Speaking to Ahram Online, Aboulfottouh said that the CBE has managed to achieve the Egyptian pound’s exchange price stability, curb the inflation rate, boost economic growth and stability, and achieve the balance of payments.

He also added that Egypt has attained an initial budget surplus of 2 percent in the first half of FY2019/2020, which is better than what was targeted, while the government seeks to decrease the public debt to GDP ratio to 83 percent by the end of FY2019/2020, down from the targeted 89 percent. 

The government also targets raising the budget’s resources through expanding the tax and non-tax revenue base, Aboulfottouh said.
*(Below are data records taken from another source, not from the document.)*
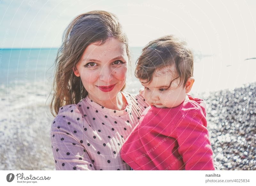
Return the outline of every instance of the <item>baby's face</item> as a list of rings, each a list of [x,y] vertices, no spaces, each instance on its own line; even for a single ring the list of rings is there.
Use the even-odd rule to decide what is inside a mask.
[[[175,68],[172,66],[155,71],[150,83],[140,80],[145,87],[144,96],[147,103],[158,108],[173,108],[180,105],[187,93],[183,83],[178,86],[179,78],[173,81],[168,89],[171,81],[177,77],[176,76]]]

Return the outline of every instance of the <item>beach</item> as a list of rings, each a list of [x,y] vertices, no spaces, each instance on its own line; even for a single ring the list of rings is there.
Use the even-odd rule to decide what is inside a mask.
[[[140,50],[133,50],[135,58]],[[1,76],[1,76],[4,78],[0,82],[0,170],[55,170],[50,132],[54,118],[49,107],[52,79],[49,77],[52,74],[48,70],[56,51],[56,49],[16,51],[16,58],[21,58],[19,61],[14,57],[8,58],[10,51],[6,52],[9,52],[7,57],[3,57],[3,61],[12,60],[11,67],[12,65],[13,68],[2,65],[0,69]],[[14,52],[12,51],[12,56]],[[215,86],[206,87],[209,83],[207,78],[200,76],[205,75],[204,74],[211,69],[203,68],[199,63],[216,61],[212,58],[209,60],[209,58],[203,58],[201,62],[195,63],[197,84],[191,94],[203,98],[207,104],[207,128],[214,160],[221,170],[255,170],[256,82],[241,84],[244,81],[238,83],[237,80],[234,86],[236,88],[234,88],[233,85],[219,85],[218,81],[212,81],[211,84]],[[249,62],[252,63],[246,62],[246,64]],[[222,69],[229,68],[226,66]],[[245,74],[245,70],[248,73],[254,69],[241,66],[240,73],[242,76]],[[125,91],[137,94],[141,87],[133,70],[128,73]],[[233,70],[231,72],[233,72],[229,77],[240,79]],[[251,75],[255,77],[255,73]]]

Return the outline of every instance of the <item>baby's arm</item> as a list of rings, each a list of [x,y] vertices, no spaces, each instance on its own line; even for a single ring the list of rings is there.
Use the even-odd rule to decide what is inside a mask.
[[[197,109],[184,114],[174,129],[185,170],[215,170],[206,126],[203,112]]]

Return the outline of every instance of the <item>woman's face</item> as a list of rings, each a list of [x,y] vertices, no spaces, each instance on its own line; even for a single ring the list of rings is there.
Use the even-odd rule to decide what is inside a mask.
[[[115,99],[124,85],[128,59],[125,44],[110,38],[104,44],[89,45],[73,69],[88,96],[98,104]]]

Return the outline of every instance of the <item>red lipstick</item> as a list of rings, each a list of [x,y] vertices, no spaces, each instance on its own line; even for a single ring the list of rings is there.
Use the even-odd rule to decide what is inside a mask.
[[[101,90],[105,92],[110,92],[114,88],[116,84],[111,85],[109,86],[97,86]]]

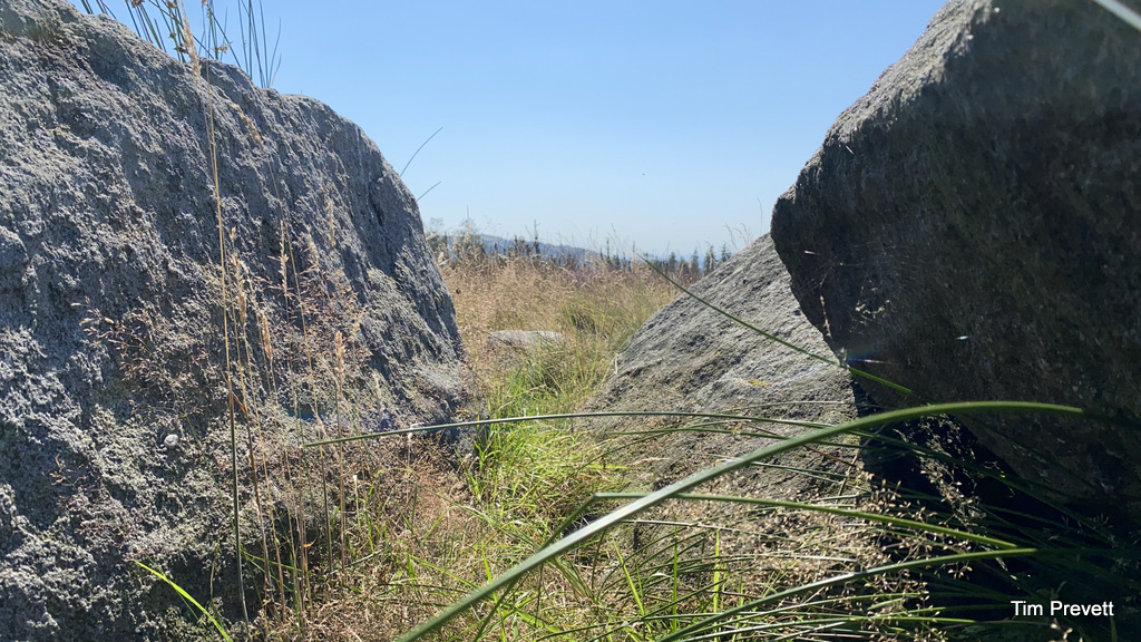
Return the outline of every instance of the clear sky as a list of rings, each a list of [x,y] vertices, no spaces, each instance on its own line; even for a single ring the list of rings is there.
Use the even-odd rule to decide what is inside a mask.
[[[832,121],[941,3],[265,0],[264,10],[274,31],[281,22],[274,88],[355,121],[397,171],[443,128],[404,172],[416,196],[439,183],[420,199],[426,224],[470,216],[504,236],[531,238],[537,224],[544,241],[688,255],[731,246],[734,230],[768,231]]]

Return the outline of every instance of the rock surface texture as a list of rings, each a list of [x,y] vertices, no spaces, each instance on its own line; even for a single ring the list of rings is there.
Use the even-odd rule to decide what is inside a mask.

Meanwhile, banking expert and member of parliament’s economic affairs committee Bicent Fahmy told Ahram Online that Egypt was in need of a clear monetary and financial policy to drive its economic growth, and that is what happened with the implementation of the economic reform program.

She added that the financial and monetary policy that Egypt has adopted since November 2016 has resulted in improving the macroeconomic indices, but the real economy still needs more to grow.

“Egypt needs to deepen public-private partnerships, with a special focus on sectoral growth over industry, agriculture, tourism and other economic and production sectors with continuous assessment for every sector,” Fahmy said.

She also stressed that Egypt is on the right track in terms of monetary policy, but it needs to manage the financial policy in a better way to maximise the gains of the economic reform program amid the current crisis.